MUITO BOA REFLEXÃO…..
Parabéns ao professor Leonardo Boff neste dia que o Mestre dos Mestres fez.
Os ventos sopram e quando sopram vão levando tudo de roldão. É preciso estar atento e forte. Prudente e simples. CUM ANIMUS ET FIDAE.O mundo em que vivemos é cheio de riscos e aflições. A grande crise de companhia, comunhão e relação imprudente com o meio ambiente levam à morte e devastação.
Me emocionei com o texto, seria a intenção do autor, direcionar o objetivo do texto para uma perspectiva acerca de consequências advindas das próprias irresponsabilidades humanas para com o mundo? e tais consequências seriam preparatórias para recebermos algo que somente os preparados poderiam usufruir eternamente? lindo texto adorei.
Leonardo Boff: sigo seu blog e gosto do que escreve. Mas não há escapatória possível ao problema do mal. A não ser pela não existência de Deus ou pelo Deus sive Natura de Espinosa. Não há como crer que um ser que permite Auschwitz, Ruanda, Síria e Haiti (para ser breve) exista e nos ame. Não na mesma história. Lamento. Lamento sinceramente, não me regozijo ao dizer estas coisas. Elas são uma espécie de derrota. Mas uma que tem de ser aceita. Paz e bem!

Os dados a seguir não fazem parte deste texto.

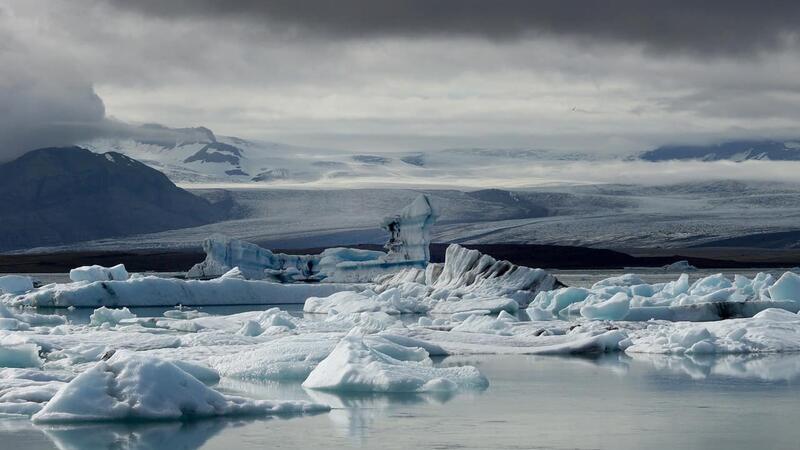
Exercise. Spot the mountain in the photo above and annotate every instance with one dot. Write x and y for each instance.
(732, 151)
(61, 195)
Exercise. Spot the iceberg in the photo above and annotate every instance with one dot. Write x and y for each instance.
(679, 266)
(355, 366)
(407, 247)
(467, 281)
(16, 352)
(157, 291)
(103, 315)
(713, 297)
(132, 387)
(769, 331)
(99, 273)
(224, 253)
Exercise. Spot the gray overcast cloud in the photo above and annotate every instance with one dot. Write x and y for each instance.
(712, 26)
(607, 76)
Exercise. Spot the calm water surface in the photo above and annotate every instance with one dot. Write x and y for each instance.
(614, 402)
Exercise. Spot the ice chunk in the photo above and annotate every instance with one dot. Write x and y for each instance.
(628, 279)
(99, 273)
(787, 288)
(615, 308)
(132, 387)
(390, 302)
(484, 324)
(110, 316)
(467, 276)
(355, 366)
(224, 253)
(286, 358)
(410, 231)
(16, 352)
(15, 284)
(156, 291)
(771, 330)
(679, 266)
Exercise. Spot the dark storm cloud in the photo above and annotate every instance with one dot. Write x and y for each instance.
(693, 26)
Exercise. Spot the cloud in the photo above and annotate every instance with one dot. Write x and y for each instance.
(43, 102)
(726, 27)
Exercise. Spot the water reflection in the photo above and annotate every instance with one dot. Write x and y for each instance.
(762, 367)
(172, 435)
(354, 414)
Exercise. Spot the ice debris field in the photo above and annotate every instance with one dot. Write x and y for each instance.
(354, 333)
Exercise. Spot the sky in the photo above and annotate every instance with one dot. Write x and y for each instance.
(367, 75)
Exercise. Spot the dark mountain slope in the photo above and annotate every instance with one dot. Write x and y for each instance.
(54, 196)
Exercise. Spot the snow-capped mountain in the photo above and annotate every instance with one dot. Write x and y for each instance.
(732, 151)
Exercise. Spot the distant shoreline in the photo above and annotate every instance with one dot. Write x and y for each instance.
(531, 255)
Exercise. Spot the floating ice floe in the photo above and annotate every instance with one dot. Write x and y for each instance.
(157, 291)
(18, 352)
(22, 321)
(771, 330)
(355, 366)
(713, 297)
(131, 387)
(99, 273)
(407, 247)
(109, 316)
(15, 284)
(467, 281)
(679, 266)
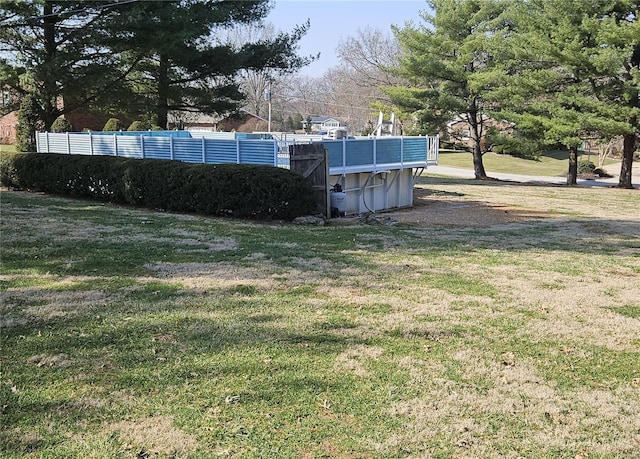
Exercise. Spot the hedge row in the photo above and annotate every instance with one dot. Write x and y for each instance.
(243, 191)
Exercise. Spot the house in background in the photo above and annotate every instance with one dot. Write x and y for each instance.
(323, 124)
(243, 121)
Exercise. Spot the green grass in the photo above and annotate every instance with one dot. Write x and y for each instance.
(128, 333)
(551, 163)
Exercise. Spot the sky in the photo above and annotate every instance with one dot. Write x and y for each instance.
(333, 20)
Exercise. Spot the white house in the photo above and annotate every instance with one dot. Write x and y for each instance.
(325, 123)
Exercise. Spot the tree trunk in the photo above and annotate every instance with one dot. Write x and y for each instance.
(629, 144)
(475, 123)
(162, 110)
(478, 165)
(50, 94)
(572, 175)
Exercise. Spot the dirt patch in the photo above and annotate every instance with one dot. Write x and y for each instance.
(155, 435)
(442, 208)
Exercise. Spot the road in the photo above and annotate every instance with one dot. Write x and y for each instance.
(468, 173)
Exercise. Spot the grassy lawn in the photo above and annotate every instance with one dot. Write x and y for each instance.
(7, 148)
(133, 334)
(552, 163)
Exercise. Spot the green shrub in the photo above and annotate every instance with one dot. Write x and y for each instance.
(61, 124)
(139, 126)
(113, 124)
(243, 191)
(586, 167)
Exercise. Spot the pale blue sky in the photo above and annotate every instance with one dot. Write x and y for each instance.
(332, 20)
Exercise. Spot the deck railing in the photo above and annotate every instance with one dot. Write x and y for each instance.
(345, 156)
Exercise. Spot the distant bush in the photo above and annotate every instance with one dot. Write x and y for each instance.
(139, 126)
(243, 191)
(586, 167)
(113, 124)
(61, 124)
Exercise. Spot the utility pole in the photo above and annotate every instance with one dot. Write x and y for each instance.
(267, 97)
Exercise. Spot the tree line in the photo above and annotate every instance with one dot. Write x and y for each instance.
(556, 71)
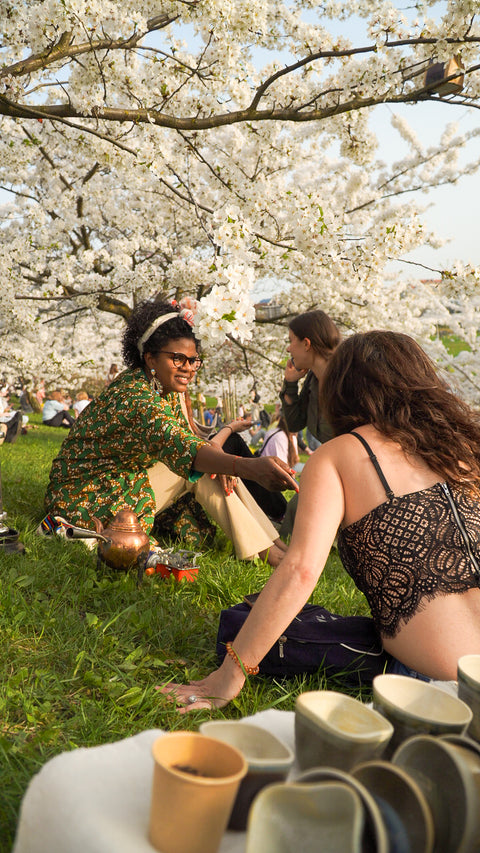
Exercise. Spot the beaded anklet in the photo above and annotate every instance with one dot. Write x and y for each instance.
(247, 670)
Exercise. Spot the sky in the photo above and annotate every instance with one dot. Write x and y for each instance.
(452, 211)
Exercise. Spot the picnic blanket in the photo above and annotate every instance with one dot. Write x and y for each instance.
(97, 799)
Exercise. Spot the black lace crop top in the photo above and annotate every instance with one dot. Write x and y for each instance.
(410, 549)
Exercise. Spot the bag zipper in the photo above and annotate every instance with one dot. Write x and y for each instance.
(462, 529)
(283, 639)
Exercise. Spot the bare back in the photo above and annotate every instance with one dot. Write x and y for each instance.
(443, 626)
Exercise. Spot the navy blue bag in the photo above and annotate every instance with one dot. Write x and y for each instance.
(344, 646)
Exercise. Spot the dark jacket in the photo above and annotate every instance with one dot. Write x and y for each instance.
(305, 410)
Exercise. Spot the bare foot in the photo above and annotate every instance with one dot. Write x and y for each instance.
(274, 555)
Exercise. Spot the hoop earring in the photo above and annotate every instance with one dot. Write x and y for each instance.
(155, 383)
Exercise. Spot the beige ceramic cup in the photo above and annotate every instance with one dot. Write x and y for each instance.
(468, 674)
(335, 730)
(195, 782)
(415, 707)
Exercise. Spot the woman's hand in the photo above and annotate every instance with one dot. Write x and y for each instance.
(214, 691)
(292, 373)
(240, 424)
(270, 471)
(226, 481)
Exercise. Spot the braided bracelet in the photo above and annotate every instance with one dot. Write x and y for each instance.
(247, 670)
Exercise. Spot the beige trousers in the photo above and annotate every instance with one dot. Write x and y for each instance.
(239, 516)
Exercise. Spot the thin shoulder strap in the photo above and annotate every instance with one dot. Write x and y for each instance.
(268, 439)
(374, 459)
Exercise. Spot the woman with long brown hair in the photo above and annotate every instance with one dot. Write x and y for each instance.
(400, 483)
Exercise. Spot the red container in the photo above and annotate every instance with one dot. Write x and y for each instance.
(189, 573)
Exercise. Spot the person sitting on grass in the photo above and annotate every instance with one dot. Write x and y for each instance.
(136, 446)
(55, 410)
(401, 481)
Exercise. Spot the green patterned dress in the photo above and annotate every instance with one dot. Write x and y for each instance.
(102, 464)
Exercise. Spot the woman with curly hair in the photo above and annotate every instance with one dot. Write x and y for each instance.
(136, 446)
(400, 483)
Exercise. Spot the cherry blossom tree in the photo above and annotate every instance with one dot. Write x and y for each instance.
(193, 148)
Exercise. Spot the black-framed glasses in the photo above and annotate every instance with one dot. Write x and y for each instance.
(180, 359)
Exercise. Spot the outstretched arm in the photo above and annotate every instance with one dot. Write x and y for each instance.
(269, 471)
(320, 511)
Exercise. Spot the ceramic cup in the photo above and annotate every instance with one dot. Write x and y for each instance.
(326, 816)
(374, 836)
(268, 758)
(468, 674)
(449, 780)
(335, 730)
(195, 782)
(402, 804)
(416, 707)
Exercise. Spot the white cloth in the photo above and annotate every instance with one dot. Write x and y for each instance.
(97, 800)
(80, 405)
(277, 444)
(51, 408)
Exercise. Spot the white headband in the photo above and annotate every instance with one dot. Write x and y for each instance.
(154, 326)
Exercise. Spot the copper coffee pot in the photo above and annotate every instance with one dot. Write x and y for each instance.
(123, 543)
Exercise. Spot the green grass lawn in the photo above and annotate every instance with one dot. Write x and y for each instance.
(83, 647)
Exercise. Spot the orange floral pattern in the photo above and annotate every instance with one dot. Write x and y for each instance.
(103, 462)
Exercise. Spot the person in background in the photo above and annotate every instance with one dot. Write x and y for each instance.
(400, 483)
(279, 441)
(10, 418)
(40, 393)
(136, 446)
(209, 416)
(112, 373)
(55, 410)
(313, 337)
(81, 401)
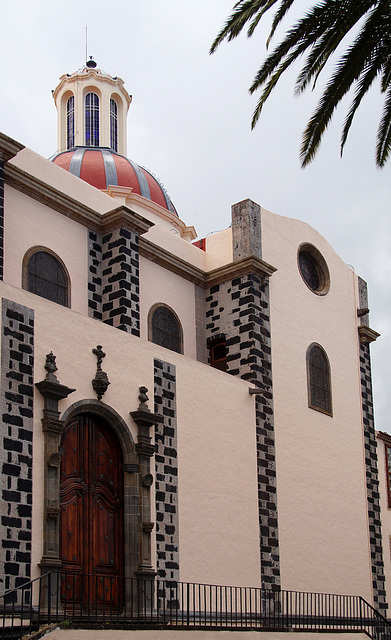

Excelente reflexão também fiquei emocionada parabéns
Muito bom, grande Leonardo Boff. Você faz muito bem seu papel, e lhe admiro por isso. Inclusive tive oportunidade de conhecê-lo pessoalmente, numa campanha da Petrobras/Engenharia sobre prevenção de acidentes, chamada de Cuidado Máximo, e você, como sempre, foi brilhante. Os filósofos e teólogos tem uma importância – e uma responsabilidade – social enorme, por tentarem explicar a vida, e consequentemente, o sofrimento. E assim acalmarem os ânimos dos que sofrem, sempre prometendo um mundo melhor para um futuro que ninguém sabe quando virá. Mas é certo que Deus, se realmente existe, não atua diretamente sobre as coisas. Pode ter criado um sistema, que a partir daí age por si mesmo. Sofrimento e felicidade são simples probabilidades desse sistema, e depende da sorte de cada um. E afirmo que o sofrimento não traz ganho nenhum, apenas sofrimento. Por que não se pode ser feliz (de preferência ainda neste mundo) sem sofrimento? Qual a explicação lógica para a necessidade do sofrimento?
Valeriano Duque
Belo Horizonte, 17/10/2016.
Valeriano, obrigdo por suas palavras generosas. Quanto ao sofrimento…realmente é um mistério que nem os filósofos nem os teólogos conseguiram explicar. E nenhuma explicação tira o sofrimento…ele continua. No entanto penso que ele possui o seu lugar no todo. É o famoso teorema de Gödel, acerca da implenitude de tudo o que existe no universo. Penso que o sofrimento como o mal não estão aí para serem compreendidos, mas para serem superados pelo bem. Ao lutarmos contra o sofrimento, ele começa a ganhar sentido porque dá sentido à vida, especialmente se ajudamos a tirar o sofirmento em cima dos outros. É o sentido da compaixão budista. Identificar-se com quem sofre, sofrer com ele. E aí aparece uma nova vida nascente. Mas não sei, efetivamente, porque tudo poderia ser diferente.